Dear Archbishop Nienstedt:
May we ask for clarification of the first two principles of your plan to reorganize the Archdiocese? You announced on March 26 that the Archdiocese was undergoing a streamlining, and identified the following as the first two principles for determining the new arrangements:
• Full sacramental ministry must be available to every Catholic in each geographical area of the archdiocese. In other words, every Catholic will have a home parish and will know where to go for spiritual assistance.
• Qualified pastoral leaders (i.e., clergy, religious and lay) will be assigned to each of those geographical areas.
Such “principles” leave us deeply perturbed and raise for us the following questions:
Does this now mean that people will no longer be able to choose to join a parish outside the geographical area of their residence? Will people who like St Agnes Parish no longer be able to belong there unless they live in St. Paul’s Frogtown? Will people who like Assumption Parish no longer be able to belong there unless they live in downtown St. Paul? Will people who like St. Olaf or the Basilica no longer be able to belong to those parishes unless they live in downtown Minneapolis?
Does this mean that to be numbered among the Catholics of the Archdiocese one must have a paid membership in the geographical parish of one’s residence?

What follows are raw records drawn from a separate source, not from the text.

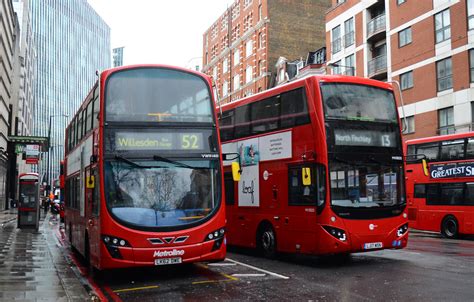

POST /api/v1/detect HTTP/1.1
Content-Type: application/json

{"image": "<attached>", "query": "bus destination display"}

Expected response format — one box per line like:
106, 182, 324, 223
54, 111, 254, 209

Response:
334, 129, 397, 147
115, 131, 204, 151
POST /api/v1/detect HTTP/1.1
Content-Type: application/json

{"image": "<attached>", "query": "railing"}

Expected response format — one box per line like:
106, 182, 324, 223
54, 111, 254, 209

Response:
344, 31, 354, 47
331, 38, 342, 53
368, 55, 387, 77
367, 14, 385, 37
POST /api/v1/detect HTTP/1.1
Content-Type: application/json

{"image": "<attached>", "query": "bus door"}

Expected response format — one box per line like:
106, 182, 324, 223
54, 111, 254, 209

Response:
282, 164, 326, 252
85, 166, 100, 265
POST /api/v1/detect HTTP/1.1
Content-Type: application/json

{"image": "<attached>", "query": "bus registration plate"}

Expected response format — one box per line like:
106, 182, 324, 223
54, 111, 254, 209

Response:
155, 257, 183, 265
364, 242, 383, 250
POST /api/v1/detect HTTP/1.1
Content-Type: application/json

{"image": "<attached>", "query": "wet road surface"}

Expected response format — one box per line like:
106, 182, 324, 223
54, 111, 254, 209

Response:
62, 232, 474, 301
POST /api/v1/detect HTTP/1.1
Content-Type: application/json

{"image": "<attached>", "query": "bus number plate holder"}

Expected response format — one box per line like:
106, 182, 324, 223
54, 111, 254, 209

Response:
155, 257, 183, 265
364, 242, 383, 250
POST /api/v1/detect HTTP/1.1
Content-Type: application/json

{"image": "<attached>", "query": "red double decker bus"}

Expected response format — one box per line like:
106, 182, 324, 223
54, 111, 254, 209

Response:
220, 76, 408, 256
406, 132, 474, 238
64, 65, 226, 269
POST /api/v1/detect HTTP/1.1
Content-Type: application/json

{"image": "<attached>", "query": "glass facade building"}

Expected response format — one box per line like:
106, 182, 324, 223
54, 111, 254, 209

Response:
30, 0, 111, 183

This sounds less like a principle to provide full sacramental ministry to free and equal adult human beings than it is a strategy to divide the sheep from the goats. Those who are paid up members in their geographical parish with its “assigned” pastoral leaders are Catholic, those who are not signed up are not Catholic.
Please tell us that our suspicions are ungrounded and people will still be free to choose the parish they want to join.

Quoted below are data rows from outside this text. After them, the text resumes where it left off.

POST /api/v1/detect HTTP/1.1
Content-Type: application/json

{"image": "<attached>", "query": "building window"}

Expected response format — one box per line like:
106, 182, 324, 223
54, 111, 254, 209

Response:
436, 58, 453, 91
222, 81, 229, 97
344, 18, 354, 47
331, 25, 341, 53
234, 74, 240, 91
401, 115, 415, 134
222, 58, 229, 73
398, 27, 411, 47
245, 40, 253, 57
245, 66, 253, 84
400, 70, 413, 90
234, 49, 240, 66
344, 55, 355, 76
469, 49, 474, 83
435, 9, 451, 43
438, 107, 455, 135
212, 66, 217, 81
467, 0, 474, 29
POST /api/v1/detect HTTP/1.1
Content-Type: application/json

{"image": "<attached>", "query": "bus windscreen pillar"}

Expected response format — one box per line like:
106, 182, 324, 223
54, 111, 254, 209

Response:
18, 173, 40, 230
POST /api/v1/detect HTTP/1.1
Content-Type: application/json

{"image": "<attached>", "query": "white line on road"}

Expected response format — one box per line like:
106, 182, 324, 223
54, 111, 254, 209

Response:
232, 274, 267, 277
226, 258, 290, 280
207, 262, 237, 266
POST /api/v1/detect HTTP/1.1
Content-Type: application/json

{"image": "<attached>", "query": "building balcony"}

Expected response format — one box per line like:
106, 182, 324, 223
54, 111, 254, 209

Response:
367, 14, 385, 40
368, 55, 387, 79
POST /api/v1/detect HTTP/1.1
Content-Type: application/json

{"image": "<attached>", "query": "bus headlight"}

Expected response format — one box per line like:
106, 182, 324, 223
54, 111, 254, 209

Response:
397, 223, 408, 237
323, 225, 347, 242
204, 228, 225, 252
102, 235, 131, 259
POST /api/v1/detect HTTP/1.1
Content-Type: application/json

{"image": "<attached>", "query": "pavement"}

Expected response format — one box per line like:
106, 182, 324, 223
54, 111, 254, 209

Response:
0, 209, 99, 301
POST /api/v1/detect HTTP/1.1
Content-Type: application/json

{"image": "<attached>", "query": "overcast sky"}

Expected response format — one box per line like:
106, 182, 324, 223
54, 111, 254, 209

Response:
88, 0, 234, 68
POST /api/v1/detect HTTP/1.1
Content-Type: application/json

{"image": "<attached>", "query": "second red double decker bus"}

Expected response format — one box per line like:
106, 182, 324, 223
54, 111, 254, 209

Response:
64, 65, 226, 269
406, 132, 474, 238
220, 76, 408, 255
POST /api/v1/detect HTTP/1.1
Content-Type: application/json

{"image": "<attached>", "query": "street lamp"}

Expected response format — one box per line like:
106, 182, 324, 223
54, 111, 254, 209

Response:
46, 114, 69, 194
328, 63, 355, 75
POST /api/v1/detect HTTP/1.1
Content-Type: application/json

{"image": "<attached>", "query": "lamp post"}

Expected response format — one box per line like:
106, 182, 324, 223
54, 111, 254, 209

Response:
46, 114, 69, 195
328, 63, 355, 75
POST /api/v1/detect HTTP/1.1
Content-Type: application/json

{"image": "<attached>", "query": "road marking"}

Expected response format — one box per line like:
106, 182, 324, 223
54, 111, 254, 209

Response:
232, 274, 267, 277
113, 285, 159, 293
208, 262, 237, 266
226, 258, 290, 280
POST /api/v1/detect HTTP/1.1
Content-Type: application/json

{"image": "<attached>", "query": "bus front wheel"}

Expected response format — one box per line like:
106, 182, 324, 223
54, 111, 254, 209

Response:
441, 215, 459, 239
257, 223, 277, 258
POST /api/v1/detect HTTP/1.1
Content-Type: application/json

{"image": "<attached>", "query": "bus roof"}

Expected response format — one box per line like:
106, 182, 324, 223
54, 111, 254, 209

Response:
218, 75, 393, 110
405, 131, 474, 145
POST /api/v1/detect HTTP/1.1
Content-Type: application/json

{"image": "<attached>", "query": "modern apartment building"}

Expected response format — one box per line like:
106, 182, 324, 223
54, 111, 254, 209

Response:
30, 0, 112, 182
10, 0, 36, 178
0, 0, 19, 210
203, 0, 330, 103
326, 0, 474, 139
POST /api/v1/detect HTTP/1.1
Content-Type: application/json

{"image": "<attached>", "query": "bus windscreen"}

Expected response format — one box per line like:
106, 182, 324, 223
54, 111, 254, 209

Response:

Or please tell us that you are planning to let people in a geographical parish have input into the “qualified pastoral leaders” who will be assigned to them.

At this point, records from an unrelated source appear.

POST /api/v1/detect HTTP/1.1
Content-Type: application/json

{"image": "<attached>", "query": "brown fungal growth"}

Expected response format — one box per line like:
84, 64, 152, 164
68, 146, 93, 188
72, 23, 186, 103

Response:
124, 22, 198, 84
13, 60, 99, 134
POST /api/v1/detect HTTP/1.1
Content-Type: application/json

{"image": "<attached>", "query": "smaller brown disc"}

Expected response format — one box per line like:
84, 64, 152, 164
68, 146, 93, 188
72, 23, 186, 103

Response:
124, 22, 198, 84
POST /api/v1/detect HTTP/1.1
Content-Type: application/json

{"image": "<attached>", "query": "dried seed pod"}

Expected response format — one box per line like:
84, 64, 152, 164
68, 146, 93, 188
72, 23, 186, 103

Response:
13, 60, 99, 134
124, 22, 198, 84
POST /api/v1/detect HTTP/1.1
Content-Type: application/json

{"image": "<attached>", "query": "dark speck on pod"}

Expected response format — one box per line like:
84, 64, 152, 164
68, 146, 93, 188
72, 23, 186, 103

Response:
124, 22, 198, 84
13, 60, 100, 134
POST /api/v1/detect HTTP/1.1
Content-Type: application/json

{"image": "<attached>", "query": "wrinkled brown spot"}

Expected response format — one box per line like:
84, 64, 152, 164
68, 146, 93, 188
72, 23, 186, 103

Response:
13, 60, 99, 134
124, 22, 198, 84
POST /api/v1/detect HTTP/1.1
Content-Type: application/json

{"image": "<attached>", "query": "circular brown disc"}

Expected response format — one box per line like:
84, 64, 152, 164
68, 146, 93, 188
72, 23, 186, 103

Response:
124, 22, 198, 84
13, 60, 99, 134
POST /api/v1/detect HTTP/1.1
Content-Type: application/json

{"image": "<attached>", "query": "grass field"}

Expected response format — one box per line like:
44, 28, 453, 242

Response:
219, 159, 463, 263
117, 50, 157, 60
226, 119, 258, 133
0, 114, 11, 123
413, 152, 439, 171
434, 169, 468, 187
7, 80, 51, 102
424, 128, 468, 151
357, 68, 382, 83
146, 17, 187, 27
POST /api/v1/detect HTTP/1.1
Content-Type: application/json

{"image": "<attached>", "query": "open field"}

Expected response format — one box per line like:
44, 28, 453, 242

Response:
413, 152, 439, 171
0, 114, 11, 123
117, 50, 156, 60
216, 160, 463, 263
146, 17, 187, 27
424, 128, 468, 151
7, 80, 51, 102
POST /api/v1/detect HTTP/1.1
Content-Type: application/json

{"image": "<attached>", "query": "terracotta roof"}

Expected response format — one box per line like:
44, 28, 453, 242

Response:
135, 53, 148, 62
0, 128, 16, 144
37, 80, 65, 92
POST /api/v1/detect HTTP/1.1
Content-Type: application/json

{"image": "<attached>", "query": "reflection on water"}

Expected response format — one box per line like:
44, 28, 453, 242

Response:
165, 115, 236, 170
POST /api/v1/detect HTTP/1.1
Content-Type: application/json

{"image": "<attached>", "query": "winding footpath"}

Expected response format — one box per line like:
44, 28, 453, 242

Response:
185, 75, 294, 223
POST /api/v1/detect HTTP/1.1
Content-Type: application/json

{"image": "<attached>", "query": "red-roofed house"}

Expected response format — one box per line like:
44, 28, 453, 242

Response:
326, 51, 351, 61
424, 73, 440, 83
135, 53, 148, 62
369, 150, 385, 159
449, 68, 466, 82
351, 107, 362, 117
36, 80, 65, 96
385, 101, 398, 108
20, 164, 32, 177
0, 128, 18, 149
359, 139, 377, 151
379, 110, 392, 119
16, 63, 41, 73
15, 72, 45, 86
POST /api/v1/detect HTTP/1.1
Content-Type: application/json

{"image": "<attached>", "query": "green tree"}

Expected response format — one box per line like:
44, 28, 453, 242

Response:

Better yet, please tell us that you will consult the baptized from all over the Archdiocesan geographical area about the “spiritual assistance” that they need from a parish team. If serving human spiritual needs were like a gas station fill up, the geographical, one-stop shop, would suffice. But as we all know people’s needs differ. We are asking you to take differences into consideration and agree to provide for all the diversity that you find in your consultation.